What you can see here is that Nagios did not know that they host was down until about 4 minutes after the host died. In that 4 minutes, the Memory Usage service went into a hard state and triggered the retry_interval to be used for that service, effectively beating the host check to reaching that HARD state and a notification was send.

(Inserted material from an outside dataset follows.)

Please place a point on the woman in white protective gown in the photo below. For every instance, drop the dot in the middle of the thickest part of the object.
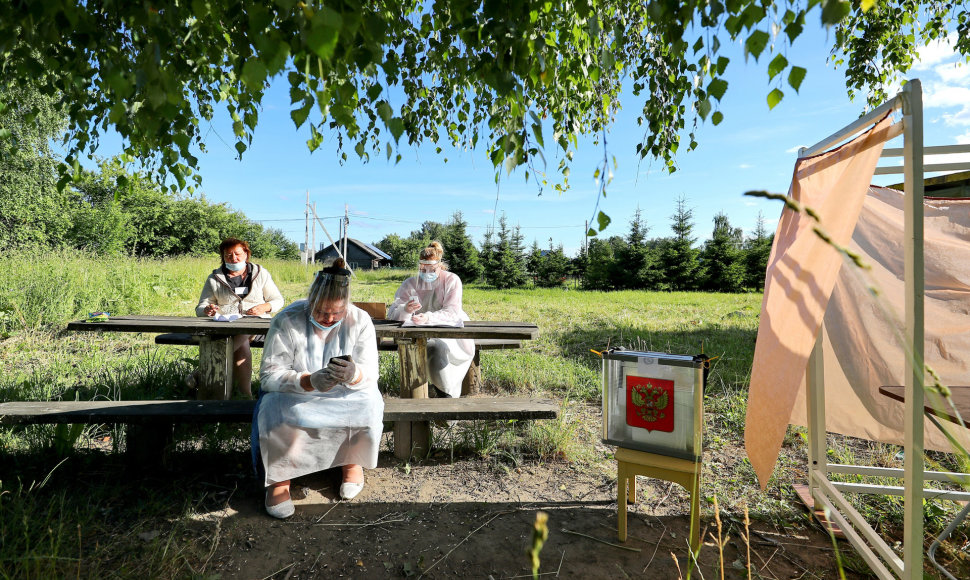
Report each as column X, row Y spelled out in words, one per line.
column 433, row 297
column 318, row 411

Now let's look at a revised example with different check settings for host and service:

define host{
    use windows-server    
    host_name host1

    alias host1

    address 10.25.14.51
    check_interval 2
   
retry_interval 1
    max_check_attempts 2

        notification_interval 30
    }

define service{
    use local-service
    host_name host1
    service_description Memory Usage
    check_command check_nrpe!CheckMem!ShowAll type=physical MinWarn=512M MinCrit=256M
    check_interval 5
   
retry_interval 1
    max_check_attempts 5

    notification_interval 30
   
}


Here is a scenario based on this configuration:

  • 13:10:10
    • Nagios HOST check for host1 executed
    • Result = OK
    • HARD state
    • Attempt 1/2
    • Next scheduled check 13:12:10
  • 13:10:30
    • host1 dies
    • Nagios does not know about this yet
  • 13:10:50
    • Nagios SERVICE check Memory Usage for host1 executed
    • Check timed out after 30 seconds as host is down
    • Result = CRITICAL
    • SOFT state
    • Attempt 1/5
    • No notification sent
    • Next scheduled check 13:12:20
  • 13:12:10
    • Nagios HOST check for host1 executed
    • Check timed out as host is down
    • Result = CRITICAL
    • SOFT state
    • Attempt 1/2
    • No notification sent
    • Next scheduled check 13:13:10
  • 13:12:20
    • Nagios SERVICE check Memory Usage for host1 executed
    • Check timed out after 30 seconds as host is down
    • Result = CRITICAL
    • SOFT state
    • Attempt 2/5
    • No notification sent
    • Next scheduled check 13:13:50
  • 13:13:10
    • Nagios HOST check for host1 executed
    • Check timed out as host is down
    • Result = CRITICAL
    • HARD state
    • Attempt 2/2
    • Notification SENT 
    • SERVICE notifications for host1 suppressed as host1 is in a HARD down state
    • Next scheduled check 13:15:10
    • Next notification 13:43:10
  • 13:13:50
    • Nagios SERVICE check Memory Usage for host1 executed
    • Check timed out after 30 seconds as host is down
    • Result = CRITICAL
    • SOFT state
    • Attempt 3/5
    • No notification sent
    • Next scheduled check 13:15:20
  • 13:15:10
    • Nagios HOST check for host1 executed
    • Check timed out as host is down
    • Result = CRITICAL
    • HARD state
    • Attempt 2/2
    • No Notification send as the Next notification is at 13:43:10
    • Next scheduled check 13:17:10
  • 13:15:20
    • Nagios SERVICE check Memory Usage for host1 executed
    • Check timed out after 30 seconds as host is down
    • Result = CRITICAL
    • SOFT state
    • Attempt 4/5
    • No notification sent
    • Next scheduled check 13:16:50
  • 13:16:50
    • Nagios SERVICE check Memory Usage for host1 executed
    • Check timed out after 30 seconds as host is down
    • Result = CRITICAL
    • HARD state
    • Attempt 5/5
    • NO Notification sent as host1 is in a HARD down state
    • Next scheduled check 13:22:20
In this example you can see Nagios identified that host1 was down (HARD non-OK state) BEFORE the Memory Usage service reached a HARD non-OK state, because of this the service notifications were suppressed.